天天看點

Forward Declaration

What is wrong?

Forward Declaration

Fig. 1

In fig.1, the header file of class B contains the header file of Class D and E. We assume the implementation of Class A needs contents of class B and Class E. we decide that A.h includes B.h and A.cpp includes A.h (general case). Everything looks good. However if Class B is modified or upgraded so that it does not need class E anymore, Class A will not pass the compiler since it does not include Class E anymore.

What can we do?

We want to keep each class has its own encapsulation. However, we also want each class can decrease the number of including classes as much as possible in order to make it more independent. This is frustrated, but it is not the tradeoff. The integrity of the class is the highest priority.

In this case, the forward declaration is needed. We just declare the class in the header file and directly included in the cpp file. 

Forward Declaration

Fig. 2

In Fig.2, it is apparent that Class A needs contents of Class E. So if included Classes in Class B were changed, we should not be worry about if we have to modify the A.h as well. This is a three class chain example. You can imagine that if there is a 10 or more class chain which the top one only includes the next one under it. If the class before the last one changes the included classes and all those class do not have the forward declaration, it will be difficult to fix every errors after compiling.

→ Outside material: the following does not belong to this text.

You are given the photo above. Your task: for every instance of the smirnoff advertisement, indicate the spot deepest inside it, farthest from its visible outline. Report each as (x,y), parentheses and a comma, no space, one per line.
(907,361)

The most potential cause of removing include E.h from the class B is that some members and functions in class E could be moved out and create another Class Z to contain them.  This code refactor will separate functions with better encapsulation.

Forward declaration can only be used without the conquered defined member. In the header file of A.h, we can only use the reference or pointer of the object E.h and allocate the memory size in A.cpp (new function).